A conduta do Batalhão de Choque da Polícia Militar durante a manifestação contra Jair Bolsonaro (sem partido) neste sábado (29/5) no Recife (PE) cegou dois homens, atingidos por balas de borracha disparadas por policiais na direção da cabeça. Os projéteis acertaram os olhos de Daniel Campelo da Silva, de 51 anos, e Jonas Correia de França, de 29 anos, ambos perderam parte da visão. O Governo de Pernambuco disse que a operação não foi autorizada.

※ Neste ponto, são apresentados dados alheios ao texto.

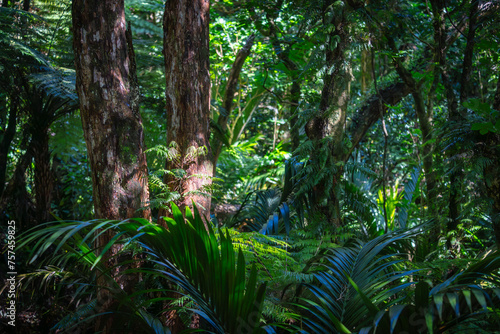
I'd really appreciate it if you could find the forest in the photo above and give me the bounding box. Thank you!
[0,0,500,334]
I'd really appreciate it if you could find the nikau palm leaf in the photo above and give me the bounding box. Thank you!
[21,205,266,333]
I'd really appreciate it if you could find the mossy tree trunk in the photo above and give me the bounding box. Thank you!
[306,0,351,226]
[72,0,150,333]
[159,0,213,223]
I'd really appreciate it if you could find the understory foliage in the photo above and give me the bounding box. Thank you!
[0,0,500,334]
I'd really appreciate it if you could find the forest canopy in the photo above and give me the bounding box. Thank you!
[0,0,500,334]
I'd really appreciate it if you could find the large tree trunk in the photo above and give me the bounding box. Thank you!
[484,72,500,249]
[159,0,213,221]
[305,0,351,226]
[72,0,150,333]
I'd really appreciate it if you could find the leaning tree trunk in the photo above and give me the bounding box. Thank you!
[159,0,213,221]
[72,0,150,333]
[305,1,351,226]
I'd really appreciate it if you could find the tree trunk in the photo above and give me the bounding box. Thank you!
[305,1,351,226]
[484,73,500,249]
[159,0,213,221]
[0,86,19,198]
[213,35,255,170]
[72,0,150,333]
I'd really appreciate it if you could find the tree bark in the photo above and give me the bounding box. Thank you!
[0,86,20,198]
[159,0,213,221]
[305,1,351,226]
[72,0,150,333]
[484,72,500,249]
[212,34,255,170]
[73,0,149,219]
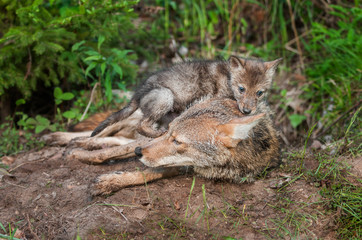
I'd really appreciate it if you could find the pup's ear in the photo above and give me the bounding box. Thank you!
[264,58,283,83]
[217,113,265,148]
[228,56,246,68]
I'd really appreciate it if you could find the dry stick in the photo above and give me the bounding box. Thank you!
[79,82,99,121]
[4,180,27,189]
[314,100,362,139]
[228,1,239,51]
[287,0,304,69]
[24,48,33,81]
[26,214,40,240]
[8,152,58,173]
[67,138,151,164]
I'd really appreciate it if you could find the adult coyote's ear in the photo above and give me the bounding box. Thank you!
[217,113,265,148]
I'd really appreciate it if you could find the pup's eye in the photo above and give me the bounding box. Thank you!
[172,139,182,145]
[256,91,264,97]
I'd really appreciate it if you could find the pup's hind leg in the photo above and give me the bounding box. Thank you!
[137,88,174,138]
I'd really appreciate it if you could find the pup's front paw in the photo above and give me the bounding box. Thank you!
[90,171,125,196]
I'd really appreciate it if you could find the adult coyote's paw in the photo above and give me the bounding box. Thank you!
[91,171,144,196]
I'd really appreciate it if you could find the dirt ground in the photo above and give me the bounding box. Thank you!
[0,147,361,239]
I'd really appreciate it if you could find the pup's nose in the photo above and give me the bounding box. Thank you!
[243,108,251,114]
[134,147,142,157]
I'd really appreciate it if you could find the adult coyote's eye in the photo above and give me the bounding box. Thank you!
[172,139,182,145]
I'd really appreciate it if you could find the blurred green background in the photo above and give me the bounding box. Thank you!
[0,0,362,156]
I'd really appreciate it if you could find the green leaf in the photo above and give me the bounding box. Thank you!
[98,35,106,51]
[35,125,47,133]
[54,87,63,98]
[104,72,113,102]
[59,92,74,101]
[35,115,50,127]
[84,55,103,62]
[62,111,75,119]
[72,40,85,52]
[25,118,38,125]
[101,62,107,76]
[85,62,97,76]
[15,98,25,106]
[111,63,123,79]
[289,114,307,128]
[55,98,63,105]
[48,124,57,132]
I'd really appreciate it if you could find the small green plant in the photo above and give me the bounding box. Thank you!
[72,35,137,103]
[0,222,21,240]
[0,118,43,157]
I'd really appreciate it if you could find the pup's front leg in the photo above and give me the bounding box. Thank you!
[91,167,182,195]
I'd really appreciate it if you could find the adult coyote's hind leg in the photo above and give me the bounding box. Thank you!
[91,167,183,195]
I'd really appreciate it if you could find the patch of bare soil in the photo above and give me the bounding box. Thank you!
[0,147,346,239]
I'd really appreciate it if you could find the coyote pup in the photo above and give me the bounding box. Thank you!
[95,99,279,194]
[91,56,281,137]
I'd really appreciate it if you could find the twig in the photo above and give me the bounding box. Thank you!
[4,180,27,189]
[24,48,33,81]
[313,100,362,139]
[284,30,310,54]
[228,1,239,51]
[26,214,40,240]
[8,152,58,173]
[287,0,304,69]
[112,206,128,222]
[79,82,99,121]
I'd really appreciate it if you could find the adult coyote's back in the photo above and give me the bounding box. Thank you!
[95,99,279,193]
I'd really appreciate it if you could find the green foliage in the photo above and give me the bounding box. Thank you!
[304,5,362,127]
[0,117,43,157]
[54,87,74,105]
[72,36,137,103]
[0,222,21,240]
[0,0,137,98]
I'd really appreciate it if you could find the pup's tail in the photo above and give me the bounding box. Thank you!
[91,98,138,137]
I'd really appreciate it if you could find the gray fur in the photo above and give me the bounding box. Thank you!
[92,57,277,137]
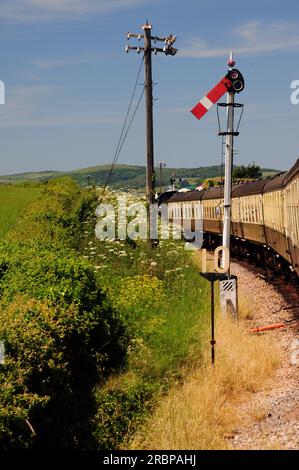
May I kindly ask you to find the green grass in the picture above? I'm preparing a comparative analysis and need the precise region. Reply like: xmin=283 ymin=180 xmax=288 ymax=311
xmin=0 ymin=185 xmax=40 ymax=238
xmin=0 ymin=162 xmax=277 ymax=189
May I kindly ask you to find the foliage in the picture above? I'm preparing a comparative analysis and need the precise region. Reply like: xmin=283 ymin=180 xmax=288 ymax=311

A operação truculenta dos policiais fez com que o governador Paulo Câmara (PSB) afastasse o comandante da operação no protesto da PM, Vanildo Maranhão, que posteriormente pediu exoneração do cargo nesta terça-feira (1/6). Outros quatro policiais militares envolvidos na agressão contra a vereadora do Recife Liana Cirne (PT) foram afastados, ela foi atingida com spray de pimenta no rosto por policiais.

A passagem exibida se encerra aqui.